Numpy and Pandas Performance Comparison

Goutham Balaraman

Pandas and Numpy are two packages that are core to a lot of data analysis. In this post I will compare the performance of numpy and pandas.

tl;dr:

numpy consumes less memory compared to pandas
numpy generally performs better than pandas for 50K rows or less
pandas generally performs better than numpy for 500K rows or more
for 50K to 500K rows, it is a toss up between pandas and numpy depending on the kind of operation



In [1]:

    
import pandas as pd
import matplotlib.pyplot as plt
plt.style.use("seaborn-pastel")
%matplotlib inline
import seaborn.apionly as sns
import numpy as np
from timeit import timeit 
import sys



In [2]:

    
iris = sns.load_dataset('iris')



In [3]:

    
data = pd.concat([iris]*100000)
data_rec = data.to_records()



In [4]:

    
print (len(data), len(data_rec))









    



15000000 15000000

Here I have loaded the iris dataset and replicated it so as to have 15MM rows of data.

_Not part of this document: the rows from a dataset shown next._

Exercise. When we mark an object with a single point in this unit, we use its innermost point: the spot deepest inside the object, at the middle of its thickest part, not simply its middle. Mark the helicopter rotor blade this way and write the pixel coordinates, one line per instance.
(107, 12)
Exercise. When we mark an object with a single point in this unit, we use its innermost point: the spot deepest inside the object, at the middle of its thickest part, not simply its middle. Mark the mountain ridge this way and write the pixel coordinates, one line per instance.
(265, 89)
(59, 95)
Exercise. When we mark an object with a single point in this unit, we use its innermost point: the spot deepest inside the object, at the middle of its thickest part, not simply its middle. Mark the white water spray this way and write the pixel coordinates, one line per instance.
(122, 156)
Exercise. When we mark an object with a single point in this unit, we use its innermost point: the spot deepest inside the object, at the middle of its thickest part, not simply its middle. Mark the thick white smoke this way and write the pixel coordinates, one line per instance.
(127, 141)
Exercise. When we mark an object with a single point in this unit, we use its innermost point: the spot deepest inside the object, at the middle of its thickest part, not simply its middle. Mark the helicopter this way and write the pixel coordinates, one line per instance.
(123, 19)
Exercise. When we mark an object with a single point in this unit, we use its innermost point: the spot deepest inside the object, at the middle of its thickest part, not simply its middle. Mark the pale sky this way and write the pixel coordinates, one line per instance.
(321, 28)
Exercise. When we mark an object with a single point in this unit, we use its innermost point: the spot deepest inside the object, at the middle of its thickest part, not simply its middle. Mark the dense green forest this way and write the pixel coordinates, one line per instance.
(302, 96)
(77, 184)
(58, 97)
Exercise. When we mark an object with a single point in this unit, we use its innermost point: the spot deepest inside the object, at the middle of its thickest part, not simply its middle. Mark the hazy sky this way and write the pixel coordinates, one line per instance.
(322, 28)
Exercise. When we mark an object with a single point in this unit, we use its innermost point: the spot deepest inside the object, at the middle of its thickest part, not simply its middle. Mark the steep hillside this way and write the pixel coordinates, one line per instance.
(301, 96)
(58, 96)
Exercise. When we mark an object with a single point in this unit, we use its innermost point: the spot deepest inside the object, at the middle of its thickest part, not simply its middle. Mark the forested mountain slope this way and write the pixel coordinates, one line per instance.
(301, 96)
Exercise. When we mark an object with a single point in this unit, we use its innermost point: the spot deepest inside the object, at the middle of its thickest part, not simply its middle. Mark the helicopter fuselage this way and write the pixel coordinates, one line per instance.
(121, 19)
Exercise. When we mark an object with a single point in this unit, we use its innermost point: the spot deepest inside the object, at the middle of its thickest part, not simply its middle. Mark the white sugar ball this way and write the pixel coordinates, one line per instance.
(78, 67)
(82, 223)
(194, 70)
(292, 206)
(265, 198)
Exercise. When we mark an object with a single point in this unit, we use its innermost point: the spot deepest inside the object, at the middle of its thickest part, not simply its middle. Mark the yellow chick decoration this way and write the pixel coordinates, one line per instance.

The space requirement for 15MM rows of data in a pandas dataframe is more than twice that of a numpy recarray.



In [5]:

    
MB = 1024*1024
print("Pandas %d MB " % (sys.getsizeof(data)/MB))
print("Numpy %d MB " % (sys.getsizeof(data_rec)/MB))









    



Pandas 1506 MB 
Numpy 686 MB

A snippet of the data shown below.



In [6]:

    
data.head()









    Out[6]:






  
    
      
      sepal_length
      sepal_width
      petal_length
      petal_width
      species
    
  
  
    
      0
      5.1
      3.5
      1.4
      0.2
      setosa
    
    
      1
      4.9
      3.0
      1.4
      0.2
      setosa
    
    
      2
      4.7
      3.2
      1.3
      0.2
      setosa
    
    
      3
      4.6
      3.1
      1.5
      0.2
      setosa
    
    
      4
      5.0
      3.6
      1.4
      0.2
      setosa



In [7]:

    
# <!-- collapse=True -->
def perf(inp, statement, grid=None):
    length = len(inp) 
    gap = int(length/5)
    #grid = np.array([int(x) for x in np.logspace(np.log10(gap), np.log10(length+1) , 5)])
    if grid is None:
        grid = np.array([10000, 100000, 1000000, 5000000, 10000000])
    num = 100
    time = []
    data = {'pd': pd, 'np': np}
    for i in grid:
        if isinstance(inp, pd.DataFrame):
            sel = inp.iloc[:i]
            data['data'] = sel
        else:
            sel = inp[:i]
            data['data_rec'] = sel
        t = timeit(stmt=statement, globals=data, number=num)
        time.append(t/num)
    return grid, np.array(time)

def bench(pd_inp, pd_stmt, np_inp, np_stmt, title="", grid=None):
    g,v1 = perf(pd_inp, pd_stmt, grid)
    g,v2 = perf(np_inp, np_stmt, grid)
    fig, ax = plt.subplots()
    ax.loglog()
    ax.plot(g, v1, label="pandas",marker="o", lw=2)
    ax.plot(g, v2, label="numpy", marker="v", lw=2)
    ax.set_xticks(g)
    plt.legend(loc=2)
    plt.xlabel("Number of Records")
    plt.ylabel("Time (s)")
    plt.grid(True)
    plt.xlim(min(g)/2,max(g)*2)
    plt.title(title)

In this post, performance metrics for a few different categories are compared between numpy and pandas:

operations on a column of data, such as mean or applying a vectorised function
operations on a filtered column of data
vector operations on a column or filtered column

Operations on a Column

Here some performance metrics with operations on one column of data. The operations involved in here include fetching a view, and a reduction operation such as mean, vectorised log or a string based unique operation. All these are O(n) calculations. The mean calculation is orders of magnitude faster in numpy compared to pandas for array sizes of 100K or less. For sizes larger than 100K pandas maintains a lead over numpy.



In [8]:

    
bench(data, "data.loc[:, 'sepal_length'].mean()", 
      data_rec, "np.mean(data_rec.sepal_length)",
     title="Mean on Unfiltered Column")

Below, the vectorized log operation is faster in numpy for sizes less than 100K but pandas costs about the same for sizes larger than 100K.



In [9]:

    
bench(data, "np.log(data.loc[:, 'sepal_length'])",
      data_rec, "np.log(data_rec.sepal_length)",
     title="Vectorised log on Unfiltered Column")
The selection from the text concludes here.